El precio del petróleo Brent ha experimentado un descenso del 42% desde los 126 dólares a finales de abril, estabilizándose en torno a los 72 dólares durante las últimas diez sesiones. Este retroceso ha devuelto los precios a niveles previos al conflicto en Oriente Medio, y algunos expertos anticipan que podría continuar su caída hasta situarse cerca de los 60-65 dólares a finales de 2026, según pronósticos de Citi y Goldman Sachs.
Estas estimaciones se basan en la posible normalización del suministro, especialmente si las exportaciones del Golfo Pérsico se recuperan a niveles previos a la guerra y la demanda global se mantiene por debajo de las expectativas. En promedio, los analistas de Wall Street prevén un Brent en torno a los 78 dólares para 2026, lo que señalaría un escenario de precios moderados pero favorables para la economía y los mercados financieros.
Este descenso en el coste del crudo actúa como un motor económico al reducir los gastos en energía y transporte, aumentando los márgenes de beneficio en las empresas y el poder adquisitivo de los consumidores. De esta forma, se alivia la presión inflacionaria y mejora la confianza en una posible recuperación económica sostenida.
Los sectores que históricamente han respondido mejor tras grandes caídas del petróleo son la tecnología, materiales y especialmente el consumo discrecional. En opinión de Antonio Castelo, analista de iBroker, un Brent estabilizado en la banda de 60-65 dólares impulsaría principalmente a sectores con alta sensibilidad a los costes energéticos y logísticos, tanto en España como en Europa.
Las aerolíneas y el conjunto del sector de viajes y ocio son los grandes beneficiados por la reducción del precio del combustible, una partida fundamental en sus costes operativos. En España, IAG lidera este grupo, seguido de compañías relacionadas con el tráfico aéreo y el turismo, como Amadeus, Aena y Meliá. Manuel Pinto, responsable de análisis en XTB España, destaca que la menor incertidumbre en Oriente Próximo y la fuerte demanda turística consolidan un entorno favorable para estas empresas, con referencias en Europa como Lufthansa, Air France-KLM, EasyJet y Ryanair.
El sector industrial también recibe un impulso por la caída del crudo. ArcelorMittal se beneficia directamente, ya que la reducción de costos energéticos y logísticos mejora su competitividad en la producción y distribución de acero. En España, empresas como CIE Automotive y Gestamp podrían aprovechar esta coyuntura para mejorar sus márgenes, dado que cotizan por debajo de sus precios objetivos de consenso.
Los analistas destacan también el potencial de grupos del sector automovilístico como Volkswagen y Michelin. La disminución de costes de fabricación y transporte junto al mayor gasto de los consumidores favorece la recuperación y el aumento de la demanda, tanto de vehículos nuevos como de reposición de neumáticos.

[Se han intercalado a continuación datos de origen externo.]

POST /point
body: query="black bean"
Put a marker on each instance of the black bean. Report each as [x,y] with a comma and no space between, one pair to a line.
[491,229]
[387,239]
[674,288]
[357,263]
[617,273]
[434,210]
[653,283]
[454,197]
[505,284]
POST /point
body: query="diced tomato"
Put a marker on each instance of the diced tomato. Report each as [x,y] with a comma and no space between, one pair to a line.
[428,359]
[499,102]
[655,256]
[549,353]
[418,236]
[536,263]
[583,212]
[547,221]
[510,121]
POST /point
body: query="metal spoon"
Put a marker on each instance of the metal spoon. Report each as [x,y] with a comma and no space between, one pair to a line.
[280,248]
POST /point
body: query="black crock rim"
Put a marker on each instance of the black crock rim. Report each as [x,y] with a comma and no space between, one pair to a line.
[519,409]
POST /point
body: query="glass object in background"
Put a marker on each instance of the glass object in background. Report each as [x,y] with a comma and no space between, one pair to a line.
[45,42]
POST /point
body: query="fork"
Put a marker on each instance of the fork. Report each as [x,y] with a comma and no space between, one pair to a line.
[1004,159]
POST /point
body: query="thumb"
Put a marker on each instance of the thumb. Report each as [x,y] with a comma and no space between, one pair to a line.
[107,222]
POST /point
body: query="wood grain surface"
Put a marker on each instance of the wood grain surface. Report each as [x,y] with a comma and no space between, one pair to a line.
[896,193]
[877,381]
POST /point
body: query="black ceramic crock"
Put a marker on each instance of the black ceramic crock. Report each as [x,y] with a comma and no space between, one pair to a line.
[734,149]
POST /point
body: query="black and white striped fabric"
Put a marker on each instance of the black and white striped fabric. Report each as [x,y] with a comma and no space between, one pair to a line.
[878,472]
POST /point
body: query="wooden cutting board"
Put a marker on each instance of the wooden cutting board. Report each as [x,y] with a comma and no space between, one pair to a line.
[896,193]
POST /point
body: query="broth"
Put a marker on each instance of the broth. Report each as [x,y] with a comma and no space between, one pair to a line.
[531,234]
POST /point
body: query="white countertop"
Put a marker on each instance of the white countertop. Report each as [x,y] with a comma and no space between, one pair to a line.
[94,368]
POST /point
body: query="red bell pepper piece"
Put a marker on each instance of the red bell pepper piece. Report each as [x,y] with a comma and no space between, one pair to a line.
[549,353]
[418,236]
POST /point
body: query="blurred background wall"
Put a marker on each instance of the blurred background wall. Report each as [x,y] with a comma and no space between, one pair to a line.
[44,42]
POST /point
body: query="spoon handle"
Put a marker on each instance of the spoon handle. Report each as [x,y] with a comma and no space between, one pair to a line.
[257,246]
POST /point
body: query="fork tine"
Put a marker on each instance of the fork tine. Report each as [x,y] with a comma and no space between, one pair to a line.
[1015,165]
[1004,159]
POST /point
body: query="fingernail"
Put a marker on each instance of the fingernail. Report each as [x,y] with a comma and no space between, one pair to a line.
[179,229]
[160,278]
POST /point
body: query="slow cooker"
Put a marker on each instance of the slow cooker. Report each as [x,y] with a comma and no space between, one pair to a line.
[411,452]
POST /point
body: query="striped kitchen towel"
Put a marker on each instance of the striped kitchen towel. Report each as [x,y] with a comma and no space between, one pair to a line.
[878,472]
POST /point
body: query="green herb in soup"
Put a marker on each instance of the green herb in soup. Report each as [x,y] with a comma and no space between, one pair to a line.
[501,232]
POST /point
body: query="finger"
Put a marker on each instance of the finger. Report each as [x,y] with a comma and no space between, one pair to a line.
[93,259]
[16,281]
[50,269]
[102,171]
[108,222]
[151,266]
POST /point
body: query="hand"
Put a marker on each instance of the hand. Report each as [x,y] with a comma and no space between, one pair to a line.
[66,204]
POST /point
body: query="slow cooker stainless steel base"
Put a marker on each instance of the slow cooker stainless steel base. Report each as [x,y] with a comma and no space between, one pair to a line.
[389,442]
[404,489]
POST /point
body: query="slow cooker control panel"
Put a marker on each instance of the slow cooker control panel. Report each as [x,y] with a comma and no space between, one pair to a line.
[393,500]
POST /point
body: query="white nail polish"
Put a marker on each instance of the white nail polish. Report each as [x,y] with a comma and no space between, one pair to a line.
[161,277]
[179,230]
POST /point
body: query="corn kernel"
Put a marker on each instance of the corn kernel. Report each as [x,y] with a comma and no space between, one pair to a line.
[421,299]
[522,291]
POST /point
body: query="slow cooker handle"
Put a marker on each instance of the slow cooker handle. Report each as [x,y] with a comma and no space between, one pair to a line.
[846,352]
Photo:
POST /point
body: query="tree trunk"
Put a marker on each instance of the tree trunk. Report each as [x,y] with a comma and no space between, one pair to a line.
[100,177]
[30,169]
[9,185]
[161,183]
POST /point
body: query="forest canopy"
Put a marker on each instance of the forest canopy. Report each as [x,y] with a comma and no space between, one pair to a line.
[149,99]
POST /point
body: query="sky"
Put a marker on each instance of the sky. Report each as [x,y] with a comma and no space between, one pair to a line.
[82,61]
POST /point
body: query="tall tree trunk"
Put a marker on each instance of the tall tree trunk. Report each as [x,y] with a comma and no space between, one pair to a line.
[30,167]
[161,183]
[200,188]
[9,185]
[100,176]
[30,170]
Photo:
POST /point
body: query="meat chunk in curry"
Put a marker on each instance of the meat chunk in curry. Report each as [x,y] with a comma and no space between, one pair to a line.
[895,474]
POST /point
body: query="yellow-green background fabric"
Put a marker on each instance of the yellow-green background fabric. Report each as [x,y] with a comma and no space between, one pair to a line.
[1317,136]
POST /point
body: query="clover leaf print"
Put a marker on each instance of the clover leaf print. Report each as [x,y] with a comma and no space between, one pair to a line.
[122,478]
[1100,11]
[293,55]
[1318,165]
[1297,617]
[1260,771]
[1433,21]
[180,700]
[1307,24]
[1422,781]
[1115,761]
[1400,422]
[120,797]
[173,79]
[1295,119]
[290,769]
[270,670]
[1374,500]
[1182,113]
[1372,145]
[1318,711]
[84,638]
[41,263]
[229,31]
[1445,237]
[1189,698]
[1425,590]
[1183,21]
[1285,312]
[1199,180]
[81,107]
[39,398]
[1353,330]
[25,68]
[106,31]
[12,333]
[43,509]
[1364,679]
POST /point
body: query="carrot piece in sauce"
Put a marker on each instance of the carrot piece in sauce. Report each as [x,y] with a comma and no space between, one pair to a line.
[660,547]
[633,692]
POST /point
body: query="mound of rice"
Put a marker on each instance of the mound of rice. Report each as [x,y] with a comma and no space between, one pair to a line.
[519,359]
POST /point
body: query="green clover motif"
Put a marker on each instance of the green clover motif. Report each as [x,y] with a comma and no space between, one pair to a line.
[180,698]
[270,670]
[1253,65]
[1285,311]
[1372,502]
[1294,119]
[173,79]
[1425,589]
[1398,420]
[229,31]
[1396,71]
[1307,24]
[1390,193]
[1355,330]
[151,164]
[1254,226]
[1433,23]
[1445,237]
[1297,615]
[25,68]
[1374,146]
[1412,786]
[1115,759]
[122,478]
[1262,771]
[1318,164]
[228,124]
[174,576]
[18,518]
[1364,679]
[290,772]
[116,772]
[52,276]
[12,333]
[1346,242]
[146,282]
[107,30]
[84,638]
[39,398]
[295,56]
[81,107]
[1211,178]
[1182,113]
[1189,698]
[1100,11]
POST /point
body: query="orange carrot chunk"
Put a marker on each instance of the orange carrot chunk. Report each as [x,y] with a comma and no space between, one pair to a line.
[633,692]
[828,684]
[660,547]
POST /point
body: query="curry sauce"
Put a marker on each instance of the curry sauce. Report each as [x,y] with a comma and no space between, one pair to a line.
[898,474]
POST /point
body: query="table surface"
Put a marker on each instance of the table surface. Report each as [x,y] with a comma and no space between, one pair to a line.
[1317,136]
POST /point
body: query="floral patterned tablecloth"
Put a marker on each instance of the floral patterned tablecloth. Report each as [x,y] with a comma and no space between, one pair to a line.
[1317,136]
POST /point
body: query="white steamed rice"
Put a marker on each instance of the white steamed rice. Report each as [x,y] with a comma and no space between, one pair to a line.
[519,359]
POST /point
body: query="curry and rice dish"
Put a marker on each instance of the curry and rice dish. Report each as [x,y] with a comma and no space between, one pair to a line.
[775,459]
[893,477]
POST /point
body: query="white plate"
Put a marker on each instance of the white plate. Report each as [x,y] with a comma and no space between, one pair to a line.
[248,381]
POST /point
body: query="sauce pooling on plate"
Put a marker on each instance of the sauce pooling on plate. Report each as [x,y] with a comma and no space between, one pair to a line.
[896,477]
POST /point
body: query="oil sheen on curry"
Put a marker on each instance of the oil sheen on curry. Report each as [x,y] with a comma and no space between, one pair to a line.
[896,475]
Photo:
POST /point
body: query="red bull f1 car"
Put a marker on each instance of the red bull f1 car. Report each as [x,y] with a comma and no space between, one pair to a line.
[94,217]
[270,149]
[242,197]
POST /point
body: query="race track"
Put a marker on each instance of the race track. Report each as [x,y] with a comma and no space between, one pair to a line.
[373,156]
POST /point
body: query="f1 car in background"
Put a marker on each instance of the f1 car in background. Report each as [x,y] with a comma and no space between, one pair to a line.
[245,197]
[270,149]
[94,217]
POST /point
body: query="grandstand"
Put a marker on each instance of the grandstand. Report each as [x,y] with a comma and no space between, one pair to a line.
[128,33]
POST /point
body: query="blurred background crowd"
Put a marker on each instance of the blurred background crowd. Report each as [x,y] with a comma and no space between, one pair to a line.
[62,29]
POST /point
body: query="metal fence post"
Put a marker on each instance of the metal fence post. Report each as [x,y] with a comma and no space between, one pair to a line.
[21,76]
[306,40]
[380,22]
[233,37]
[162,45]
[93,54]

Por otro lado, compañías como Inditex están bien posicionadas para sacar partido a esta situación gracias a la reducción de los costes en transporte y logística a lo largo de su cadena de suministro. Además, el aumento del poder adquisitivo generado por un entorno energético más barato impulsa el consumo discrecional. SAP es otra firma tecnológica que podría beneficiarse de un escenario económico más estable, con menor presión inflacionaria y previsiones de tipos de interés menos restrictivas, aspectos que suelen traducirse en un mejor gasto empresarial y menor coste de capital.
En definitiva, el actual contexto de precios moderados del petróleo genera oportunidades diferenciadas para inversores que busquen exposición a sectores con catalizadores internos sólidos y sensibilidad a los costes energéticos y logísticos. Sin embargo, es clave seleccionar compañías con fundamentos robustos más allá del impacto del crudo para garantizar un crecimiento sostenido en el medio plazo.
Para profundizar sobre el impacto del petróleo en la economía y los mercados, puede consultarse el análisis detallado de Bloomberg o los informes sectoriales de iBroker y XTB España.
Este contexto invita a inversores y empresas a monitorizar la evolución del Brent, la dinámica del conflicto en Oriente Medio y las tendencias de demanda global para identificar las mejores oportunidades de inversión en los próximos meses.